After recent conversations with my father regarding my my "birth place confusion" mentioned here, I have decided that I must not be as crazy as I thought. I am completely and totally not responsible for lying to people about my birth place.

My parents are directly responsible. Let me explain...

I have been deeply confused about my birth place my entire life. I was told, or I heard my parents telling other people, that I was born in Savannah, Georgia. Made sense to me! A namesake.

At some point in my life, probably around the age of 14 or 16, I saw my birth certificate said I was born in Fort Stewert, GA. Then again in 2001, I was filling out a passport renewal application and had to put Fort Stewert, GA as my birth place...(even though I could have sworn I was born in Savannah, GA, right?)

I decided to continue telling people my birthplace was Savannah when asked (or when flirting with international studs).

To make this even more confusing, sometimes when my parents would talk about our years living in Georgia, they would talk about Hinesville, GA. I was an adolescent and decided not to ask questions. I just remained confused.

In 2009, as Ian and I were driving down to Florida from Pittsburgh, we passed signs for Savannah and Fort Stewert pointing in different directions. I also saw a sign for Hinesville along the way, and that got me thinking...


That's weird. Maybe I was born on a fort in Savannah? Wait, Hinesville?... that sounds familiar too. 


I was way too focused on getting to Florida (starting my vacation, and being annoyed by the $250 speeding ticket we got hours later) to figure out why all these locations circling around my birth place didn't make sense. (I didn't have a smartphone to check Google Maps. And nope, no paper map to look at either. We were navigating our way to Florida with written out directions from MapQuest and a Garmin.)

This year I had to renew my passport again, so my confusion was renewed as well. I listed my birth place as Fort Stewert, GA and I moved on..... until I wrote about my "birth place confusion" in my blog post in March.

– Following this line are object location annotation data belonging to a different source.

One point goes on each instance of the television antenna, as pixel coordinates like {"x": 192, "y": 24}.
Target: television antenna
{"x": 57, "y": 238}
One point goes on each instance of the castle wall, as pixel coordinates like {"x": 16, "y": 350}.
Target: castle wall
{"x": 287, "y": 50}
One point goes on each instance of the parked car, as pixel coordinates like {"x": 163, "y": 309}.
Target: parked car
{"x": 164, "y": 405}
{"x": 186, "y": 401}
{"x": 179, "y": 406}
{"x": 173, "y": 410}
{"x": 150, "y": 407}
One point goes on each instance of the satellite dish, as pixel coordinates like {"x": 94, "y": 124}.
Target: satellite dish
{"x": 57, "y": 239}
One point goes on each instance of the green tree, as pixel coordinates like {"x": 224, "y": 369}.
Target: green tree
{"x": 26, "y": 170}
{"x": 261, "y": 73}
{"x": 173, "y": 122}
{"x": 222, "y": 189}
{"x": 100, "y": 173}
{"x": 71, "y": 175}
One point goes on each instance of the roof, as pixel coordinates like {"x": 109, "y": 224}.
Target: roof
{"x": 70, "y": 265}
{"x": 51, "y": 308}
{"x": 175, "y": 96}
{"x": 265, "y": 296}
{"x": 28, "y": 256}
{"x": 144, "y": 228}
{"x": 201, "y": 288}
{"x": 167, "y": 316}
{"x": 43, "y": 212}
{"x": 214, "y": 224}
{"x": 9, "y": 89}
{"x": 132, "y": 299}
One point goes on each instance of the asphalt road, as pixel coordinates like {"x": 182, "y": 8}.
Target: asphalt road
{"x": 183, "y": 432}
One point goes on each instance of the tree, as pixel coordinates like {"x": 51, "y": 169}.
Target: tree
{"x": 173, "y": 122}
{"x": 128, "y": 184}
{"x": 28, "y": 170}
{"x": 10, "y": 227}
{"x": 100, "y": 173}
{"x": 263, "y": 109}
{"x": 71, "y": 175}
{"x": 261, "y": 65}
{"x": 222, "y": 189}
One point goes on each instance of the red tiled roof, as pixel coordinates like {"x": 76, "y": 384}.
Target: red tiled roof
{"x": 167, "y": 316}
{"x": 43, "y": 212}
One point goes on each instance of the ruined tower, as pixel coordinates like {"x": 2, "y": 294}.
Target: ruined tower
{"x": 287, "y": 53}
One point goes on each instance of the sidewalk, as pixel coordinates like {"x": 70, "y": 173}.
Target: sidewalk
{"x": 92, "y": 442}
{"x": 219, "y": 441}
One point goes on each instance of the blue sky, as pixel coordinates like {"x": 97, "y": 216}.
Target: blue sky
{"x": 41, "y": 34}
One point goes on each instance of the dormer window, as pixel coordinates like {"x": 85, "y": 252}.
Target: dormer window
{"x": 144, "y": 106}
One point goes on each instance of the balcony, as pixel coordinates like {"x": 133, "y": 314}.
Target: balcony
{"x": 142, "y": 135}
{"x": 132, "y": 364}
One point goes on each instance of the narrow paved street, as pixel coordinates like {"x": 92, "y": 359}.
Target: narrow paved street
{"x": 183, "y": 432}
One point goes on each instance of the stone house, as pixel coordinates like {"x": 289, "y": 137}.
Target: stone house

After I wrote that post, my father called me to clear up this issue. He (laughed) and told me that he used to tell people that my birthplace was Savannah because it was close enough to Fort Stewert and it wouldn't require further explanation. No one would know where Fort Stewert was located. But, most people have heard of Savannah.

However, during this conversation with my dad, he also kept mentioning Hinesville and Fort Stewart, interchanging them, as if they were the same place. I left this conversation with a some clarity, but I was still a little confused.

So, I did what I always do when I need more clarity. I Googled it.


Fort Stewert, GA and Hinesville, GA are essentially the same place.

Next, I went to Google Maps to get the whole picture.


As you can see, Fort Stewert, the red pointer on the map, is in Hinesville.

Hinesville is a hop, skip and a jump from Savannah.

Thank you Dad and thank you Google for the clarity. I probably should have looked more carefully at a map of Georgia at some point in my life before now. But, I can rest easy that my three birth locations are close enough that maybe you could say that the big lie was just a white lie? 

However, Dad... I didn't need to know even though I wasn't actually born in Savannah, that I was conceived there. Still a namesake :(

XO

2 comments:

  1. In my opinion even Charles Dicken's didn't create a better "Tale of two cities" than my "tale of two cities". Your thoughts, pictures and blog in general are keeping a smile on my face. Thank you sweetheart.